Zugfahrt

Die Landschaft rauscht an den Fenstern vorbei und klingt nach der Musik in meinen Kopfhörern. Um mich füllen Menschen den Wagon mit Wörtern, doch mein Blick klebt in der grünen Ferne, die stumm grüßend vorüberzieht. Blauer Sonnenhimmel hüllt Bäume und Felder in Pracht, und ein Lächeln entwindet sich mir. ,Ich mag es noch immer.‘, denke ich, während ich inmitten eines Kolosses pfeilgleich durch die Landschaft pflüge und zahllose Hiers in meinen Augenwinkeln aufblitzen.

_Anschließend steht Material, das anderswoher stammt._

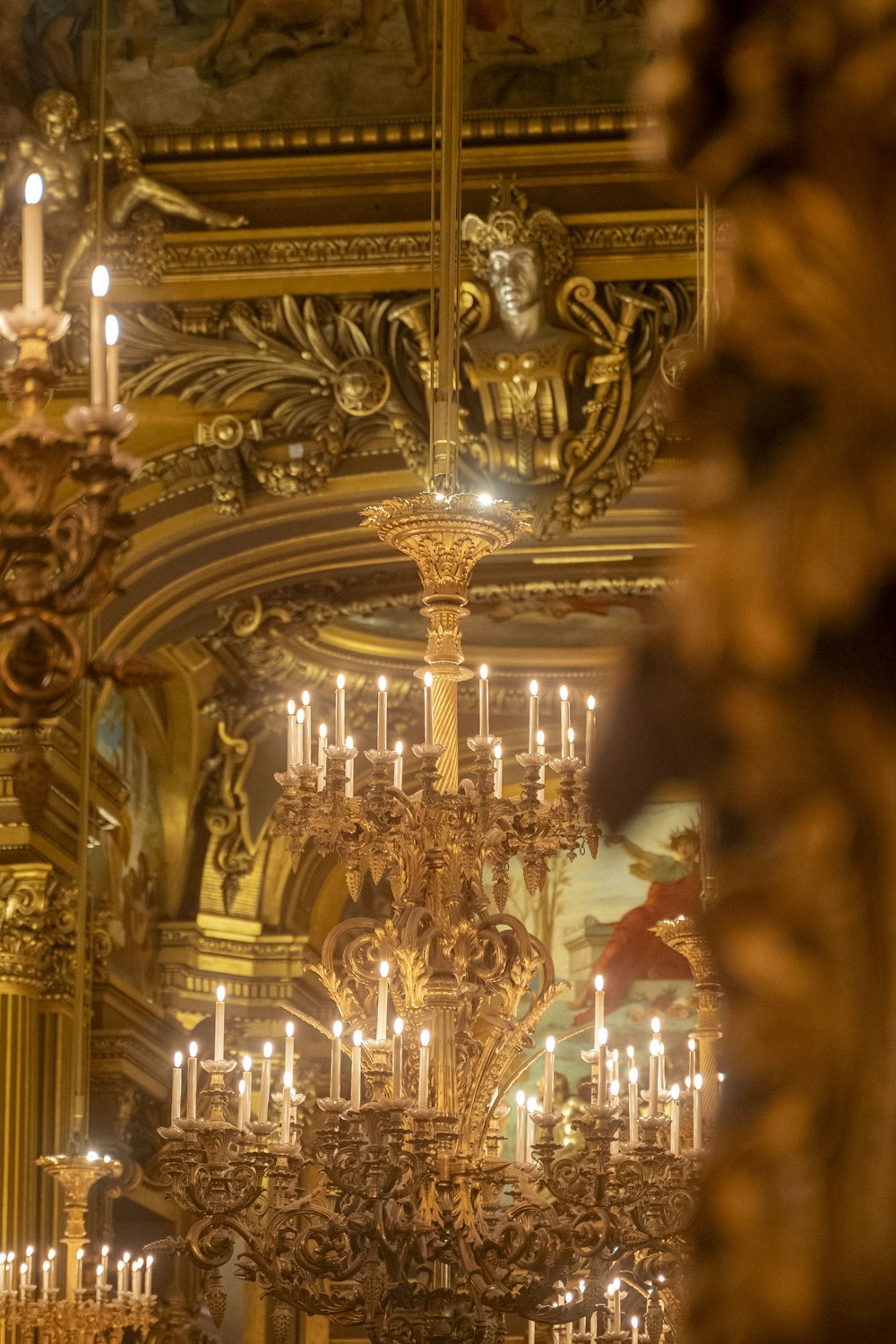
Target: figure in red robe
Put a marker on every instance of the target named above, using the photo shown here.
(634, 952)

Eine Frau in 80er-Jahre-Glittershirt sucht auf dem schmalen Gang zwischen den Sitzen ihr Gleichgewicht und geht in Richtung Bordbistro. Als wenige Augenblicke später ein Mädchen aus dem Bistro hinaus an mir vorbeigeht, nistet sich ein alberner Gedanke in mir ein: Was wäre, wenn sich die Frau dort hinten in das Kind verwandelte?
Ein Spiel entsteht, und plötzlich verwandeln sich Schnauzbartmänner in Übergewichtsdamen, stolzierende Rentnerinnen in telefonierende Bierflaschenträger, Polizisten mit Pistolen in schwer bepackte Rucksacktouristen.

,Ich mag es noch immer.‘, denke ich, während mich Bildschirm und Kopfmusik von der Masse trennen, in der ich versank.

Dein Parfüm weht vorbei, klebt an einer Fremden, und mir ist, als säße ein Gestern neben mir, reichte mir ein wohliges Sehnen als Geschenk für die Fahrt durch das Jetzt. ,Danke.‘, schmunzle ich und lasse mich von sanftem Erinnern wärmen.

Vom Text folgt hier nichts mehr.